We usually think of “I’m sorry” as something we say when we’ve caused harm.
But for many people, sorry becomes something woven into their identity — a baseline rather than a response.
When a child grows up without consistent emotional attunement, they learn to read the room instead of trusting their own internal world. They learn to shrink, to soften their presence, to stay small enough not to be a burden. In that environment, insecurity takes root, along with the belief that their impact must always be softened. Over time, that insecurity grows, eroding the capacity to show up unapologetically — to simply be who they are without fear.
From that insecurity, “I’m sorry” is born.
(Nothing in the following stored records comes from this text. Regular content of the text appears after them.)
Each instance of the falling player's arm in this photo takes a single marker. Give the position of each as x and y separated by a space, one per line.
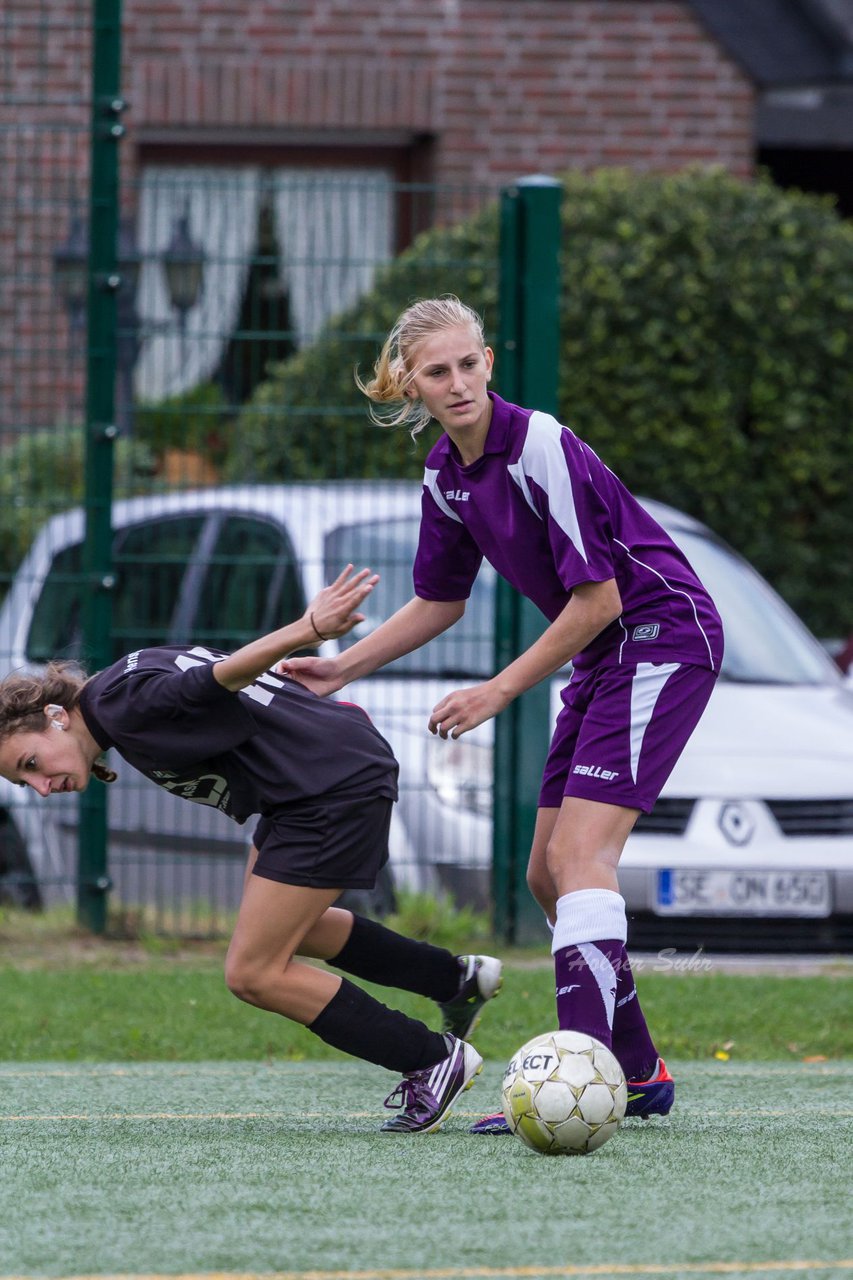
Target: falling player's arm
593 606
329 615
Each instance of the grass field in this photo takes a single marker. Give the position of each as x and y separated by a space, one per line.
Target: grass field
150 1125
249 1168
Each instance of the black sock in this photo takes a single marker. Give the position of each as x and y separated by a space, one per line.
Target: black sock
391 959
359 1024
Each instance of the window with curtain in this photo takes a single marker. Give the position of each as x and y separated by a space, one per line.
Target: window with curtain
329 229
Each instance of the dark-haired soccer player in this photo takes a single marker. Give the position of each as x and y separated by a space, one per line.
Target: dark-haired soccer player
224 730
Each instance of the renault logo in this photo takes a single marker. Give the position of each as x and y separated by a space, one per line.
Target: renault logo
735 823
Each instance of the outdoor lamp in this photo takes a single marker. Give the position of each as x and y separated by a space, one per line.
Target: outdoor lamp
183 265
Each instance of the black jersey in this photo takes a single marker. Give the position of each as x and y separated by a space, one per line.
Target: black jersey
272 744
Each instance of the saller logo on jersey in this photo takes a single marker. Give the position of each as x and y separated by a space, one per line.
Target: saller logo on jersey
594 771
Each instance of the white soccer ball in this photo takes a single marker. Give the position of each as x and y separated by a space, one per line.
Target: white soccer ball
564 1093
Not as an apology for something they did — but as a way to protect connection.
A way to avoid conflict.
A way to earn acceptance in spaces that never felt entirely safe.
Over-apologizing becomes a survival strategy:
If I stay small, maybe I won’t upset anyone.
If I stay agreeable, maybe I won’t be left.
If I stay apologetic, maybe I’ll be tolerated.
In trauma recovery, we begin to see this pattern clearly — not as weakness, but as evidence of how deeply you adapted to your early environment.
Healing doesn’t demand that you stop saying sorry.
It invites you to tend to the wound beneath it — the one that taught you your presence needed permission.
And slowly, gently, you learn something different:
You were never meant to shrink.
You were never a burden.
And you do not need to apologize for being here.